Leitsatz (amtlich)
Die in den BewRL angegebenen Werte (Abschn. 2.20 Tabelle L 30) für die Umrechnung des Mehrbestandes an Vieheinheiten auf der Grundlage des Futterbedarfs sind Rechtens. Ein Verstoß gegen Grundsätze der Verfassung liegt nicht vor.
Normenkette
BewG 1965/1974 § 27; BewG 1965/1974 § 36 Abs. 1; BewG 1965/1974 § 37 Abs. 1 S. 1; BewG 1965/1974 § 38 Abs. 2 Nr. 1; BewG 1965/1974 § 38 Abs. 2 Nr. 2; BewG 1965/1974 § 41 Abs. 2; BewG 1965/1974 § 51 Abs. 1 S. 2
Tatbestand
Streitig ist die Höhe des Zuschlags bei der Feststellung des Einheitswerts des Betriebs der Land- und Forstwirtschaft des Klägers und Revisionsklägers (Kläger) und der Beigeladenen (Ehefrau des Klägers) auf den 1. Januar 1974.

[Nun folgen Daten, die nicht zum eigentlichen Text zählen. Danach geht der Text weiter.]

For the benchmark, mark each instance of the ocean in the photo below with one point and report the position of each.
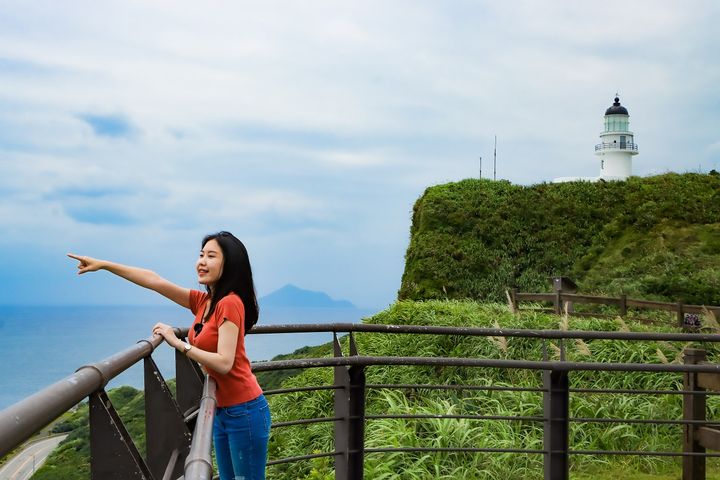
(41, 345)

Der Beklagte und Revisionsbeklagte (das Finanzamt - FA -) stellte den Einheitswert für den Betrieb der Land- und Forstwirtschaft des Klägers und seiner Ehefrau mit Wertfortschreibungsbescheid vom 10. April 1975 auf ... DM fest. Hierbei berücksichtigte er einen Zuschlag gem. § 41 des Bewertungsgesetzes (BewG) i. d. F. vom 26. April 1974 (BGBl I 1974, 2369, BStBl I 1974, 862) zum Einheitswert der landwirtschaftlichen Nutzung wegen verstärkter Tierhaltung. Das FA ging hierbei von dem in der Erklärung des Klägers zum Bewertungsstichtag angegebenen Bestand aus. Gegenüber dem gegendüblichen Viehbestand hat es beim Kläger eine Abweichung von 151,77 Vieheinheiten ermittelt. Das FA hat den Zuschlag mit dem kapitalisierten nachhaltigen Reinertrag je Vieheinheit nach Tabelle L 30 der Richtlinien des Bundesministers der Finanzen (BdF) für die Bewertung des land- und forstwirtschaftlichen Vermögens (BewRL) unter Zugrundelegung eines Wertansatzes von 650 DM bemessen.

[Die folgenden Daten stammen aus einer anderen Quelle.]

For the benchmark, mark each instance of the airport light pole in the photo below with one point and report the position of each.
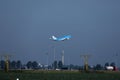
(85, 56)
(7, 57)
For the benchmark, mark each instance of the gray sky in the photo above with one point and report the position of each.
(26, 25)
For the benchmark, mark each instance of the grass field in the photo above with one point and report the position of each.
(58, 75)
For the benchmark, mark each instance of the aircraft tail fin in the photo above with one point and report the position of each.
(54, 38)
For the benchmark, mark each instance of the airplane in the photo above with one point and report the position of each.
(67, 37)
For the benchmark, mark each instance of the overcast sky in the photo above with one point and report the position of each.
(27, 25)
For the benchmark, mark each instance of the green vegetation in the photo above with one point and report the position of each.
(58, 75)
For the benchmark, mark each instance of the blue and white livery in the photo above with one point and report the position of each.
(67, 37)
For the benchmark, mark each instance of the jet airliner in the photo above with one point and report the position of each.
(67, 37)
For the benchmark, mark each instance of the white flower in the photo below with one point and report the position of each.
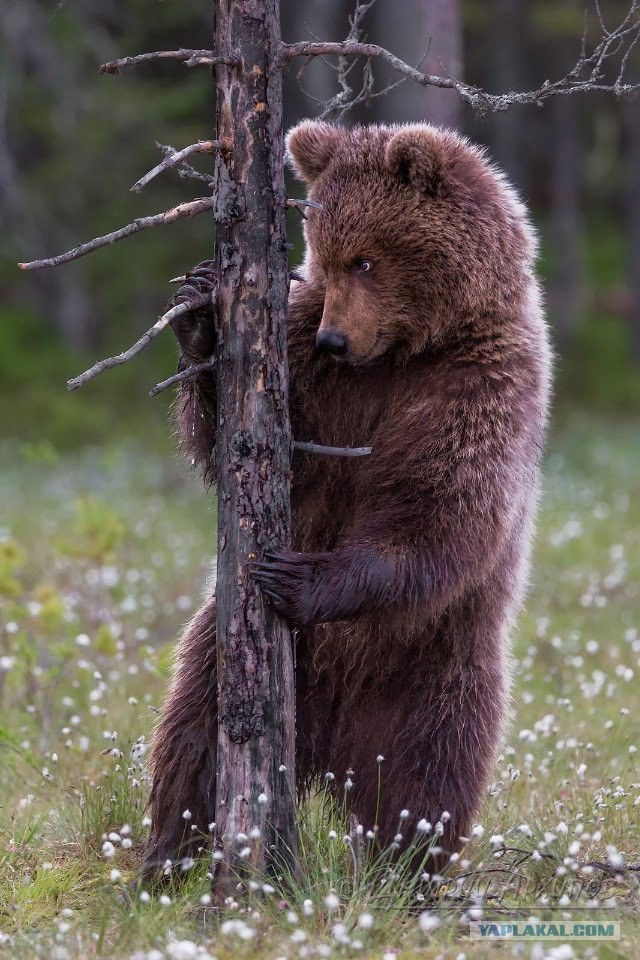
(428, 922)
(332, 902)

Auf den Einspruch hin ermäßigte das FA den Zuschlag durch Ansatz eines Wertes von nur 600 DM je Vieheinheit.
Mit der Klage machte der Kläger geltend, daß die Ertragslage der Geflügelhalter erheblich ungünstiger als die Ertragslage anderer landwirtschaftlicher Tierhalterbetriebe sei. Bei der Einkommensteuer habe die Finanzverwaltung die ungünstige Ertragslage der Geflügelhalter in der Weise berücksichtigt, daß beispielsweise für die Wirtschaftsjahre ab 1972/1973 die Zuschläge für Legehennenhaltung nur 130 DM und damit weniger als 1/3 der Zuschläge bei sonstiger Tierhaltung von regelmäßig 400 DM je Vieheinheit betragen sollten. Die damit anerkannte geringere Ertragsfähigkeit bei der Legehennenhaltung sei auch bei der Einheitsbewertung zu berücksichtigen.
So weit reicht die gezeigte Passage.